Schritt 1: Die Bestandsaufnahme – sich einen Überblick verschaffen

Bei der Bestandsaufnahme geht es darum, die vorhandene Beschaffungssituation zu erfassen, so dass eine kontinuierliche Verbesserung möglich wird. Dabei geht es nicht nur um eine verbesserte Beschaffung sondern auch um Einsparung z. B. von Energie, Papier und anderen Gütern. Denn: besser als die beste ökofaire Beschaffung ist der Vermeidung von Verschwendung.

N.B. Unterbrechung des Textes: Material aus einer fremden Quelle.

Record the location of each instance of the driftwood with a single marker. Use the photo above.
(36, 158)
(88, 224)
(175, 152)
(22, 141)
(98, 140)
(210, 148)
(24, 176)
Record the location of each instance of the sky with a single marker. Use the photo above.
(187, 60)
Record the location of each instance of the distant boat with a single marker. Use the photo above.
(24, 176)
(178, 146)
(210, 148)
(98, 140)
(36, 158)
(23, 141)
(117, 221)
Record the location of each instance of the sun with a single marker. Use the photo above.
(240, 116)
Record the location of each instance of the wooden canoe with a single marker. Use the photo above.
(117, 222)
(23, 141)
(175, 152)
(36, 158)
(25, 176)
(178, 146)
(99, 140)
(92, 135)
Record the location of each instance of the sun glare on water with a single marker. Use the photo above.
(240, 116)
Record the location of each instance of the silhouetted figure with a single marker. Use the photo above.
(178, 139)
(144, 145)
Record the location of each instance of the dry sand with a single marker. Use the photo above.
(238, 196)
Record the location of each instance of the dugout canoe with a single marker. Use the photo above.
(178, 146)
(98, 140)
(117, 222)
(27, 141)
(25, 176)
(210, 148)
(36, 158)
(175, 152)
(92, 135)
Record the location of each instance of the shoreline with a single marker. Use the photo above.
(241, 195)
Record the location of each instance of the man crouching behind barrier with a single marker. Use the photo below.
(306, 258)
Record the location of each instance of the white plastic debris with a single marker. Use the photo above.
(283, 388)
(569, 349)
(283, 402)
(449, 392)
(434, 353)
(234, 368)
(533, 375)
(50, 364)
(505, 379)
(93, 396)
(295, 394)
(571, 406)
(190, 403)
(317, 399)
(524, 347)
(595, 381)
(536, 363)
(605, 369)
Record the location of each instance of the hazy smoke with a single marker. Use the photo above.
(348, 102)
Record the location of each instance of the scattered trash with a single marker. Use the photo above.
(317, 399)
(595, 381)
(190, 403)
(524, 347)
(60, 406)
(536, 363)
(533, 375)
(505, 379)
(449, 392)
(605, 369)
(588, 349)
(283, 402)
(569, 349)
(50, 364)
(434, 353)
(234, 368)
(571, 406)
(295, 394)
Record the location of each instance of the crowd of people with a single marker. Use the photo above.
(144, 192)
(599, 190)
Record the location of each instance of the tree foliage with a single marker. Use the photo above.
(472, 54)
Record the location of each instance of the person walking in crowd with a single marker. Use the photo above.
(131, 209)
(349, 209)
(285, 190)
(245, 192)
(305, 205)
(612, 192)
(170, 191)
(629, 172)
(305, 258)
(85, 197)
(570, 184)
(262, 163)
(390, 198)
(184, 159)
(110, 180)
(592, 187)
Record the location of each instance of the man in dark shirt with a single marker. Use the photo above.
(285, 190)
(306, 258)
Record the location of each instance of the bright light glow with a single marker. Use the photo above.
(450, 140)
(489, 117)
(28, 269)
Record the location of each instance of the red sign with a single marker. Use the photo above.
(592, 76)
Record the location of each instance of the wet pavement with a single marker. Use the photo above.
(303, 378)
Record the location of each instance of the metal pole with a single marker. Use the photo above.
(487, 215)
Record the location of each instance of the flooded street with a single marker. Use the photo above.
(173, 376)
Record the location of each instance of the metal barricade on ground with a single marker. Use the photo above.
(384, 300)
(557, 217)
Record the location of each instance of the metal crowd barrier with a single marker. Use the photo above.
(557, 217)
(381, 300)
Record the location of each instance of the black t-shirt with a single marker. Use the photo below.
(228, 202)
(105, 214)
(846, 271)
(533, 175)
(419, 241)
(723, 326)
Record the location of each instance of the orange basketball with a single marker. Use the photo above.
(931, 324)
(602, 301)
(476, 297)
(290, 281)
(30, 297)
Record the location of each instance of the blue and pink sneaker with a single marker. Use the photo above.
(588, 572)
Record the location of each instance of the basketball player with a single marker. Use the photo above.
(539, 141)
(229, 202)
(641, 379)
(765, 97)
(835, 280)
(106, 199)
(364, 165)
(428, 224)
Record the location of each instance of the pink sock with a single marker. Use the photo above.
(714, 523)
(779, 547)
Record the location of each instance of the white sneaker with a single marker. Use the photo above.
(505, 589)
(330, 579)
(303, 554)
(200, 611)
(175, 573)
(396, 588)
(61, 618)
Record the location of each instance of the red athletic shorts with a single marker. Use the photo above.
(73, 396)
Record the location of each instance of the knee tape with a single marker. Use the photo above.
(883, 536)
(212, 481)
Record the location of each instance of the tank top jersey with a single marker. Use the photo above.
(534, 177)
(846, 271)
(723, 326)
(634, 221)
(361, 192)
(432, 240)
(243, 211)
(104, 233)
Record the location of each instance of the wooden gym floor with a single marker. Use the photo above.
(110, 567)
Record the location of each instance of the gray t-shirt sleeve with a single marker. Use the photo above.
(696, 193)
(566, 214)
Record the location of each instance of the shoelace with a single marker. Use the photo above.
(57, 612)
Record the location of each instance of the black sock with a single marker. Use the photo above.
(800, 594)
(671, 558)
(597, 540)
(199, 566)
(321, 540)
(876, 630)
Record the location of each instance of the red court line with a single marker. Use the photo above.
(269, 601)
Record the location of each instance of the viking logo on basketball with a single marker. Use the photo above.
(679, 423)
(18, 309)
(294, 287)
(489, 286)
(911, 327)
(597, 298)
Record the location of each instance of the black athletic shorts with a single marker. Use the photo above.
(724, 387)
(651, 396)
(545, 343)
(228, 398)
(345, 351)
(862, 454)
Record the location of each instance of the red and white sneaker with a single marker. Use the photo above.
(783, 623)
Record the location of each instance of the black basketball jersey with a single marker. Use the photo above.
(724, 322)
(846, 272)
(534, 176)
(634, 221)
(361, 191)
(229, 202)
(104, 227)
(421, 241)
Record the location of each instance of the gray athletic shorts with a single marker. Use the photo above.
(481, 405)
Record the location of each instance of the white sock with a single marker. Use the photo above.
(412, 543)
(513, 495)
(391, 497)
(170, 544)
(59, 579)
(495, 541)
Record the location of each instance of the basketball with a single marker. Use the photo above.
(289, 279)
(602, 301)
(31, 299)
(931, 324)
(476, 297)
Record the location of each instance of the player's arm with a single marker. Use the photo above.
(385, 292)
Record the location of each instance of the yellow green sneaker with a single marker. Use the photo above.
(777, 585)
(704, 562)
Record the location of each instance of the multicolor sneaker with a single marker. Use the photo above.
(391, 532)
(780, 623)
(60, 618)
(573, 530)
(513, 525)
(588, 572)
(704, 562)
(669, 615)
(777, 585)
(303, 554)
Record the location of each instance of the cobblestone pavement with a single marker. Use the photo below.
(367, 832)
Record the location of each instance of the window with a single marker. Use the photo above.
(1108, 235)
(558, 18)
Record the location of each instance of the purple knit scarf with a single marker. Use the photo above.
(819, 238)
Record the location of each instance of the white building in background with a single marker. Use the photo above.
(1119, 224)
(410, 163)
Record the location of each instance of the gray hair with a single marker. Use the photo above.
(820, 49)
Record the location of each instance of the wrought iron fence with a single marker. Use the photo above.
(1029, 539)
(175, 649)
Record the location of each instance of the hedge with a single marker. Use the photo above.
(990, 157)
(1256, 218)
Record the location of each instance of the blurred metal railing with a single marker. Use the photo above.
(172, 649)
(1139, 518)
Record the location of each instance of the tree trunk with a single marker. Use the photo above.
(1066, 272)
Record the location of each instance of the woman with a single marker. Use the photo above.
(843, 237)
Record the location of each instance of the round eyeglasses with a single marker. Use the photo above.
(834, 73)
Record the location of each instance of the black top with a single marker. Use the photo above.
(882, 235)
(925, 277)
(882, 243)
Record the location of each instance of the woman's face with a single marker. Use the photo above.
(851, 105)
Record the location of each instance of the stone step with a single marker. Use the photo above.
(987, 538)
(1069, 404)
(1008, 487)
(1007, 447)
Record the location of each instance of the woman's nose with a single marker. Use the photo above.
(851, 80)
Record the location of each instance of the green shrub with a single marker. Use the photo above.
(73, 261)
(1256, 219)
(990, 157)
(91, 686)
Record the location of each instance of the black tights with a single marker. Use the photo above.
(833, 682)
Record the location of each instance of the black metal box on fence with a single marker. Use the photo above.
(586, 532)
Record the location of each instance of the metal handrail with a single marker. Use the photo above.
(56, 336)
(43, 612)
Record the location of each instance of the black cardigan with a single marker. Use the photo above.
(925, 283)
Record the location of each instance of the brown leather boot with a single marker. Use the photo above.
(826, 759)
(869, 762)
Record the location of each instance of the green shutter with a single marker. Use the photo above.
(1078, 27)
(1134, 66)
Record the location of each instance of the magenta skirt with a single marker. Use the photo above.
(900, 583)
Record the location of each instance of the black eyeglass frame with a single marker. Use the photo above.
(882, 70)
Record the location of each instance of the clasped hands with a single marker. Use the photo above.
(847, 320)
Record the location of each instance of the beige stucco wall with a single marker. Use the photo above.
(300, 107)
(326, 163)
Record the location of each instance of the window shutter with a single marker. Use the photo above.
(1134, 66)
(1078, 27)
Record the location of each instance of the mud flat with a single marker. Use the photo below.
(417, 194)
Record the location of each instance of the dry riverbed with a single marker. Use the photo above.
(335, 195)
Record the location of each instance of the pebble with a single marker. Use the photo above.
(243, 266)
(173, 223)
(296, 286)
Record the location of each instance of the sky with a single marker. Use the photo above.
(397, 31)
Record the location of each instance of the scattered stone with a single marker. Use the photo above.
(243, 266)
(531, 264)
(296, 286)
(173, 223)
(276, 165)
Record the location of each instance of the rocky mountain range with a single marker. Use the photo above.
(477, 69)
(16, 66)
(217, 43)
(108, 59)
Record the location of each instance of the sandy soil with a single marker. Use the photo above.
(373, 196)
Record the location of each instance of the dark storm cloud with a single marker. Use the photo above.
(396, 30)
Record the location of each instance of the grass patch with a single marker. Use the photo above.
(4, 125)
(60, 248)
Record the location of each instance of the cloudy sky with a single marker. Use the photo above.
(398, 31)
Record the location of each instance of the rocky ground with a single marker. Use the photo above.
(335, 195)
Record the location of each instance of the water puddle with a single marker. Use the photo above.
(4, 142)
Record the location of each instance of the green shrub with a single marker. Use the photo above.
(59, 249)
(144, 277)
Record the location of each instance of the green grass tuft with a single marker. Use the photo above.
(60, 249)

Wer etwas verändern will, muss die Ausgangslage gut kennen! Bei der Bestandsaufnahme wird die bestehende Beschaffungspraxis der kirchlichen Einrichtung bzw. Kirchengemeinde systematisch untersucht. Bereits vorhandene Einkaufsrichtlinien sowie offizielle und „inoffizielle“ Standards kommen unter die Lupe. So werden Stärken, Schwächen und Bereiche mit vordringlichem Handlungsbedarf sichtbar. Entscheidend ist auch eine bereichsübergreifende Diskussion unter den haupt- und ehrenamtlichen MitarbeiterInnen über das Einkaufsverhalten der Einrichtung, die oft durch eine Bestandsaufnahme angeregt wird.

Die Bestandsaufnahme wird anhand von Checklisten durchgeführt.
Die Checklisten beziehen sich auf die Bereiche

  • Einrichtungsprofil & bisherige Struktur der Beschaffung
  • Finanzen
  • Kompetenz & Kommunikation
  • Wäremeenergie, elektrische Energie &Wasser
  • Hauswirtschaft, Küche & Veranstaltungen
  • Büro
  • Ausstattung der Kirche und Räume in der Einrichtung/Gemeinde
  • Fahrzeuge & Verkehr
  • Außenanlagen & Friedhofspflege
  • Abfall, Abfallvermeindung & Recycling.

Die Durchführung der Bestandsaufnahme kann bei größeren Kirchengemeinden und Einrichtungen meist nicht von einer Person allein geleistet werden. Bilden Sie ein Team: Nicht nur unter dem Aspekt der Arbeitserleichterung, sondern auch für die spätere Verankerung ist es wichtig, für die Bestandsaufnahme Menschen zu gewinnen, die leichten Zugang zu den geforderten Daten haben, die Beschaffungssituation besonders gut kennen und vielleicht schon Verbesserungsvorschläge beisteuern können.

In der Arbeitsgruppe erfolgt die Absprache über den Ablauf und die Organisation der Bestandsaufnahme. Nach dem Prinzip "So wenig wie nötig – so aussagekräftig wie eben möglich" wird gemeinsam der Erhebungsumfang so festgelegt, dass ein ausreichendes Bild über die beschaffungsrelevanten Bereiche entsteht.